When you deadlift how many sets are you guys doing and how many reps?


----------



## fufu (Feb 7, 2007)

Uhhh...I usually only do deadlifts when I do them for a 1RM or do small sets/set a week prior to get used to the movement.  That is more recently though.

In the past I have done things like 3x3, 3x8, 3x10, 5x3, just switching things up. I used to pick one of those set/rep schemes and stick with it a few weeks and increase the weight a bit each week, worked fine when I did it.

Why do you ask? What are you trying to do with your deadlift?


----------



## Spud (Feb 7, 2007)

warmup with a lighter weight for 8 reps, then 3x5


----------



## assassin (Feb 7, 2007)

I usually do a warmup for 10-12 reps with a much lighter weight than I use ,Then I do either 4x5-6 or 3x8-9  ,other wise I use a pyramid scheme....


----------



## Phred (Feb 7, 2007)

assassin said:


> I usually do a warmup for 10-12 reps with a much lighter weight than I use ,Then I do either 4x5-6 or 3x8-9  ,other wise I use a pyramid scheme....


This is what I do with P/RR/S routine


----------



## vinceforheismen (Feb 7, 2007)

thanks..

i started deadlifting about 6 weeks ago.

when i first started i was able to get 295 once

then 2 weeks after i was able to get 345 4 times..
and this week i was able to get 355 1 time.... 
i usaully do about 6 sets between 4-6 reps

could it have been that i was just tired that i wasnt able to get 355 more then once?


----------



## Witchblade (Feb 8, 2007)

Doing 1RM deadlifts without conditioning beforehand is completely retarded. I highly recommend you start working on *perfect form.*


----------



## fufu (Feb 8, 2007)

Witchblade said:


> Doing 1RM deadlifts without conditioning beforehand is completely retarded. I highly recommend you start working on *perfect form.*



Truths.

Going straight for your 1RM is very haphazardous idea. Learn the movement first! Be very careful with the deadlift.


----------



## Gazhole (Feb 8, 2007)

Aye, its so easy to slip up a little at the middle point of the lift and then your back rounds, and boom - it's all over.

I know a guy, he's a trainer at my gym. Really cool, knows his shit, strong as anything, but about a year ago his trainer was giving him bad advice about how to breathe throughout the lift, and his back rounded.

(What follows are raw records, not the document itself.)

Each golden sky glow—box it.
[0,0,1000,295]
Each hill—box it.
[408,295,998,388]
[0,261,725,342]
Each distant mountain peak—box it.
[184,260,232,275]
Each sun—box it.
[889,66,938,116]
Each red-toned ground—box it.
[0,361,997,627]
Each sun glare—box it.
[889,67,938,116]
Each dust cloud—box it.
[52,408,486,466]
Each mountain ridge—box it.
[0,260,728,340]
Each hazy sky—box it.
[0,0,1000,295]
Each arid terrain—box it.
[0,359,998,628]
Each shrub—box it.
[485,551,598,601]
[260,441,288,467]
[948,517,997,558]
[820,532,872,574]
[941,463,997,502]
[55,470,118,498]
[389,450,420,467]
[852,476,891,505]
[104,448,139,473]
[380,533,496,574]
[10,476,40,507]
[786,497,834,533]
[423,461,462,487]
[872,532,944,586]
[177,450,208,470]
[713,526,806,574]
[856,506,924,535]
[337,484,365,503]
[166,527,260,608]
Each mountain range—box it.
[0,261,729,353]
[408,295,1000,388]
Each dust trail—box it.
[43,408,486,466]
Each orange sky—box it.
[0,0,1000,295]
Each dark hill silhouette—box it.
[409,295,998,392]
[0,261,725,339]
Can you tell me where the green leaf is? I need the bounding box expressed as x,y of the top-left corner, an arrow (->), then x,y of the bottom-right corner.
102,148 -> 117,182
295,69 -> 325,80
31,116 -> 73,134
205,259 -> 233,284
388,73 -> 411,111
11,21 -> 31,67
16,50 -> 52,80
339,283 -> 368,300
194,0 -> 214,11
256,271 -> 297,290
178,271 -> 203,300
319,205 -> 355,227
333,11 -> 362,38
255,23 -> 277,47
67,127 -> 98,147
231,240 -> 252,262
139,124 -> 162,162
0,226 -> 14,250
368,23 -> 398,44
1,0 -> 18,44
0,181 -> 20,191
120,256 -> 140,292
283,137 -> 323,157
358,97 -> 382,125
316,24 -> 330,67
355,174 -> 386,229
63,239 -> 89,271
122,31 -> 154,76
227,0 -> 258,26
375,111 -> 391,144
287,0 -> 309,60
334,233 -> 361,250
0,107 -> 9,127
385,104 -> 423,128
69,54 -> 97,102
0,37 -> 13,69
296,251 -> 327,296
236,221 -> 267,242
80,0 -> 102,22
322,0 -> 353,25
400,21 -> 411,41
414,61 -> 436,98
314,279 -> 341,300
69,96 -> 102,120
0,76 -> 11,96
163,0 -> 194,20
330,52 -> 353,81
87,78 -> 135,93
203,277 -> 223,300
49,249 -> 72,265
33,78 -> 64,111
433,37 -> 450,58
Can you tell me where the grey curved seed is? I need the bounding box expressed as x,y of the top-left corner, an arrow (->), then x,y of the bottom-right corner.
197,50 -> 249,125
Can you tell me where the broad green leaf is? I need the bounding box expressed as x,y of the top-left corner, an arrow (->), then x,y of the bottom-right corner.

I think he said it was either L4 or L5 that blew, but either way he hasnt done any serious lifting for roughly a year because he literally cant. Anything he does do he wears two stabilization belts and more often than not will sit down.

Its a shame that one moment can put you out of commision for so long, but thats the reality.

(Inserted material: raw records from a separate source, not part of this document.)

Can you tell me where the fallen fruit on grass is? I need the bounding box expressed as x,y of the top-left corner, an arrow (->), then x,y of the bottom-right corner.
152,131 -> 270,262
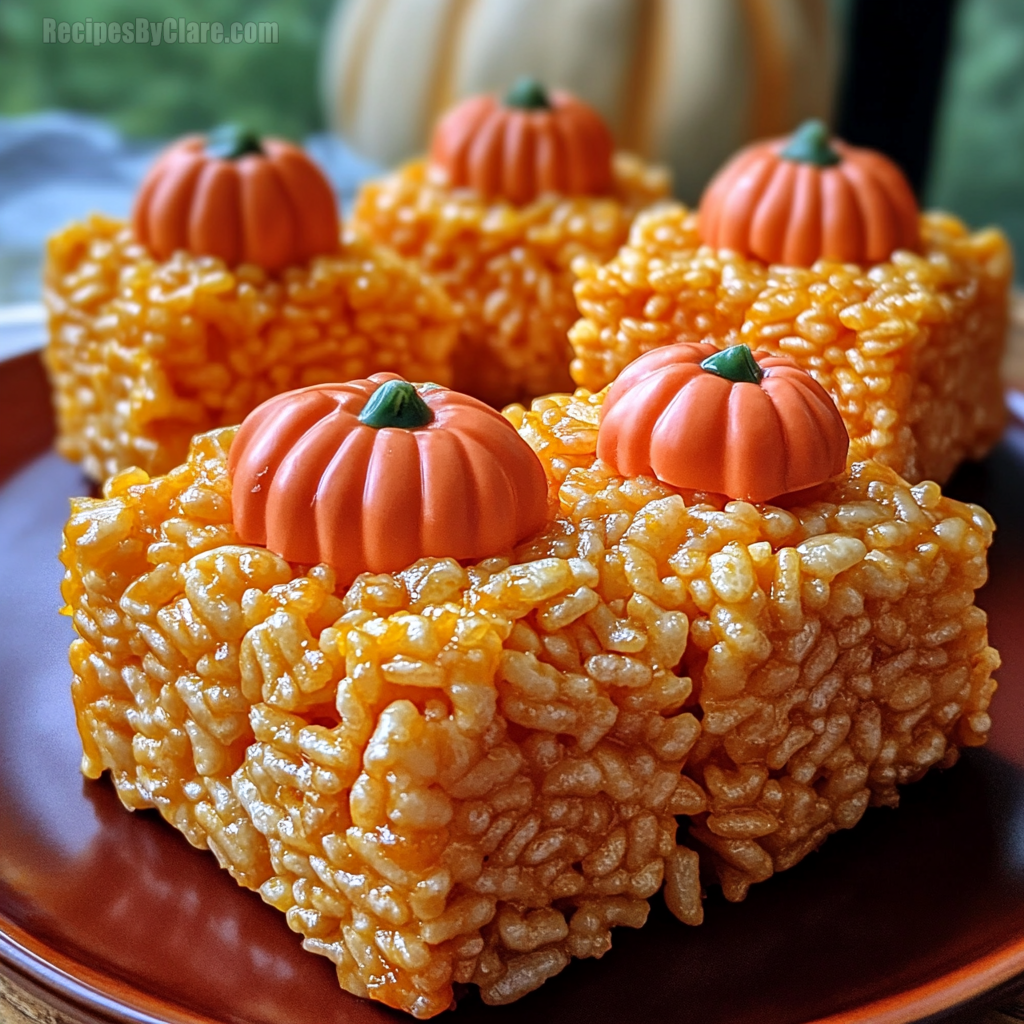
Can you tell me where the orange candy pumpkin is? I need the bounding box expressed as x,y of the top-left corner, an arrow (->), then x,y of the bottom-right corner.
597,343 -> 850,502
132,126 -> 339,272
430,79 -> 614,205
228,373 -> 548,584
698,121 -> 920,266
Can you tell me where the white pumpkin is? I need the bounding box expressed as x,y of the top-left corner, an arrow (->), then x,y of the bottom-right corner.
324,0 -> 837,202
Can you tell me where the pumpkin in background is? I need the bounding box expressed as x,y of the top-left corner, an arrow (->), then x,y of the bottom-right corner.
323,0 -> 837,200
348,78 -> 669,409
132,125 -> 339,272
597,343 -> 850,502
699,120 -> 921,266
430,78 -> 614,205
228,374 -> 548,584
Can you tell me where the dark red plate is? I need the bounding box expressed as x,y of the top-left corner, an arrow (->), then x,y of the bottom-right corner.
0,348 -> 1024,1024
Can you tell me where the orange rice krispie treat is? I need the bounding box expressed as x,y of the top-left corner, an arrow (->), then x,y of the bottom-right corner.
44,125 -> 456,481
62,360 -> 997,1018
569,123 -> 1012,482
352,80 -> 669,408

The moral of the story is obviously "Be careful".


----------



## vinceforheismen (Feb 8, 2007)

no no no no i didnt go straight to the 355. it was my 6th set


----------



## LT81 (Feb 8, 2007)

vinceforheismen said:


> no no no no i didnt go straight to the 355. it was my 6th set



I think your problem was 

1) Not sufficient rest time in between your 1rm efforts(you stated a week later,even if it was 7 days still not long enough)

2) If I read this right 6 sets before doing a 1rm pull,your fatigueing yourself to begin with.


----------